Spielmann : Fait révélateur, votre travail souligne de manière particulière le mouvement dans la nature, le mouvement du vent, de l’eau, etc. Il semble que ce soit le paysage qui, à certains égards, effectue le mouvement que vous êtes intéressée à explorer dans les arts électroniques. Et quand on pense à la manière dont l’histoire des médias traite le paysage, on comprend que beaucoup d’artistes conçoivent le paysage/nature comme une image fixe, non seulement en peinture et en photographie, mais qu’étonnamment une grande partie de la représentation cinématographique du mouvement naturel fait appel à une caméra statique. Contrairement à ces pratiques, vous semblez donc davantage intéressée à traiter directement du mouvement et de la mobilité que vous trouvez dans la nature?

Steina : Oui, comme vous dites, si j’utilise un trépied et que rien ne bouge devant la caméra, je n’ai pas de film. Mais quand la nature bouge et, tout particulièrement, quand la nature islandaise bouge, elle bouge rapidement. Comme les eaux, les océans, les rivières, ils bougent trop rapidement et je les ralentis habituellement. Bouger la caméra est une autre façon d’induire le mouvement dans le paysage. Voilà pourquoi les tables tournantes, le panoramique vertical et horizontal, la rotation et le zoom m’obsèdent tant.

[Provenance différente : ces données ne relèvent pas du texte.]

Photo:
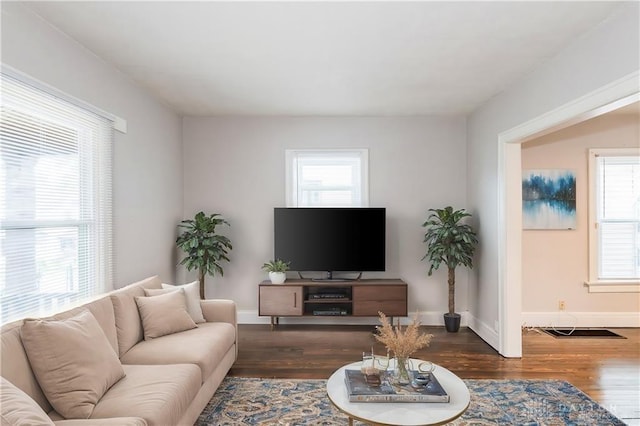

Spielmann : Dans vos œuvres récentes comme Warp et Mynd, le contraste entre les images mobiles et fixes devient apparent et j’ai l’impression que vous tentez d’éprouver les limites dans les deux directions : fixer les images et les bouger « librement » jusqu’à ce que les deux coïncident. Je suppose qu’il existe une visée interne à l’exploration de principes divergents au même moment dans les mêmes œuvres?

Steina : On parle ici des effets « Slit Scan » et « Time Warp ». Les deux traitent du temps réel et passé à l’intérieur du cadre, une propriété exclusive de l’image numérique. Dans le « Slit Scan », le mouvement est un panoramique horizontal ou vertical sans fin d’une image constamment captée et sauvegardée, mais si rien ne bouge dans la vidéo qui entre, l’écran n’affichera que des traînées insignifiantes. Quant au « Time Warp », il devient dynamique par l’emploi d’une grande quantité de d'unités de mémoire-tampon qui captent, sauvegardent et récupèrent continuellement le signal entrant. L’effet « Slit Scan » et jusqu’à un certain point le « Time Warp » également me rappellent nos premières expériences avec le Raster-Drift horizontal. Voilà des motifs qui vous suivent toute la vie, les mouvements de la caméra et la dérive et tout ce que j’ai découvert dans les premières années, il semble bien que j’y travaille encore.

Spielmann : Quand on examine votre travail dans le contexte de l’évolution plus vaste des médias, à votre avis, quelle est l’importance de la vidéo aujourd’hui? Quelle est la contribution de la vidéo aux médias contemporains?

Steina : Elle ne peut plus rien contribuer. La vidéo analogique est un médium en voie de disparition. Mais le numérique a heureusement repris presque tous les attributs de l’analogique. Personnellement, ça ne manque pas car j’aime beaucoup le numérique. Mais à l’opposé de l’avantage que procurent les images sub-cadrage du « Slit-Scan » et du « Time-warp », la prochaine norme numérique, le balayage progressif, éliminera l’entrelacement, le mode analogique de traiter les lignes de balayage. Nous voici devant un immense changement sur lequel j’arrive même pas à fantasmer.